Stanford AA222 / CS361 Engineering Design Optimization I Linear Constrained Optimization

15 Jun 2024 (3 months ago)

Linear Constrained Optimization Problems

Linear constrained optimization problems involve linear objectives and linear constraints.
Linear programs are another name for linear constrained optimization problems.
Linear constrained optimization problems can be solved efficiently to global optimality even with millions of variables and constraints.
The standard form of a linear constrained optimization problem represents the objective as c transpose X and the constraints as A x less than or equal to B, with X greater than or equal to zero.
The feasible set of a linear constrained optimization problem is convex, which means that any line segment between two points in the feasible set lies entirely within the feasible set.
If a linear constrained optimization problem has a unique optimal solution, it is guaranteed to exist at a vertex point.

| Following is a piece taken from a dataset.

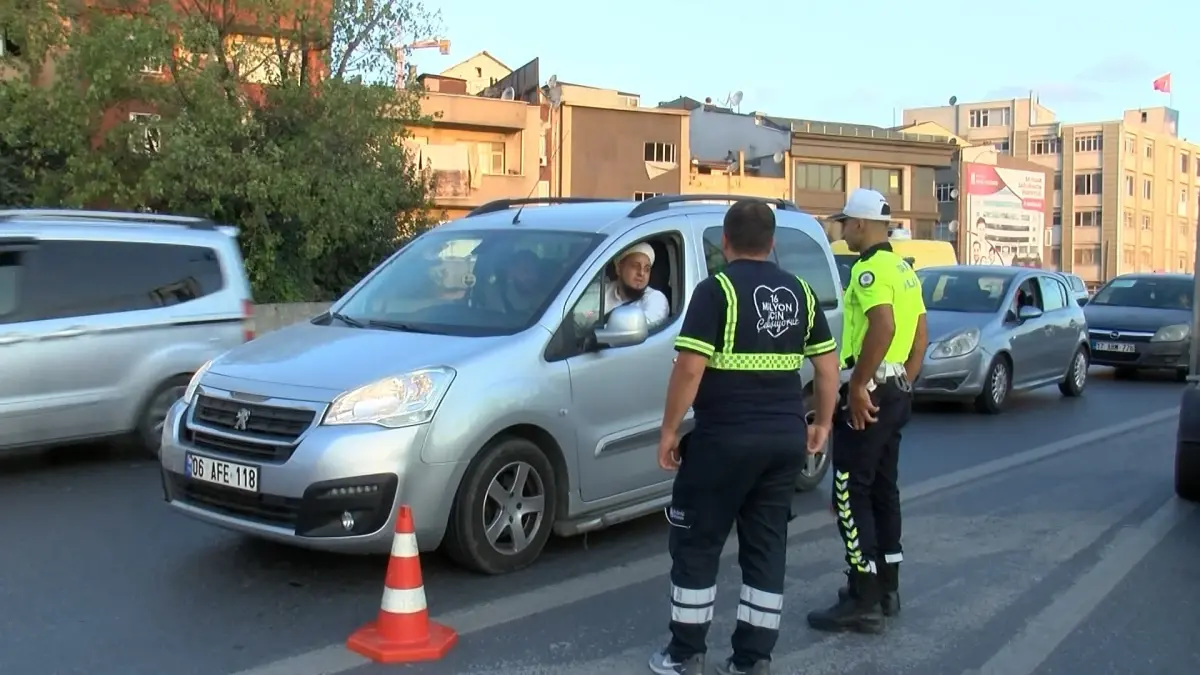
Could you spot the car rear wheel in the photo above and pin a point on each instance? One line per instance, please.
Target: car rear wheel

The first-order necessary conditions for optimality in a constrained optimization problem are:
- Feasibility: Satisfy the constraints (ax = B and X ≥ 0).
- Dual feasibility: Ensure that the penalty parameter (μ) is non-negative (μ ≥ 0) to enforce the correct direction of the penalty.
- Complementary slackness: The element-wise product of μ and X must be zero (μiXi = 0 for all i).

The Simplex algorithm assumes that all variables are non-negative (X ≥ 0) and works primarily with problems in equality form.
The Simplex algorithm is guaranteed to solve any feasible and bounded linear program.
Phase one of the Simplex algorithm focuses on finding a starting initial partition, while phase two focuses on moving between vertices to find the optimal vertex.
The Simplex algorithm relies on the first-order necessary conditions to swap indices and check if all of the first-ordered necessary conditions are satisfied.
The Simplex algorithm can globally optimize linear programs with extremely high dimensional variables efficiently.

In phase two, an entering index and a leaving index are chosen to swap between the basis and free variables, satisfying the equation ax' = B.
The choice of entering and leaving indices is based on the first-order necessary conditions, specifically the stationarity condition and the non-negativity condition.
The objective function decreases when the muq term is negative.
The goal is to find negative muq components to improve the objective.
If all muv components are non-negative, an optimal solution is reached.
The greedy heuristic is used to choose the Q index that maximally reduces the objective.
The minimum ratio test is used to find the leaving index P.
The algorithm involves two nested loops to find the PQ pair with the maximum decrement in the objective.

Phase 1 involves solving an auxiliary linear program with the goal of minimizing the Z variables.
The Z Matrix is a diagonal matrix with positive ones on the diagonal if the bi term is greater than or equal to zero and negative ones otherwise.
The auxiliary linear program is used to find an initial partition for the original problem.
The Z variables are kept in the final form of the problem because their indices might still be in the basis that is returned from the initial solution to the auxiliary linear program.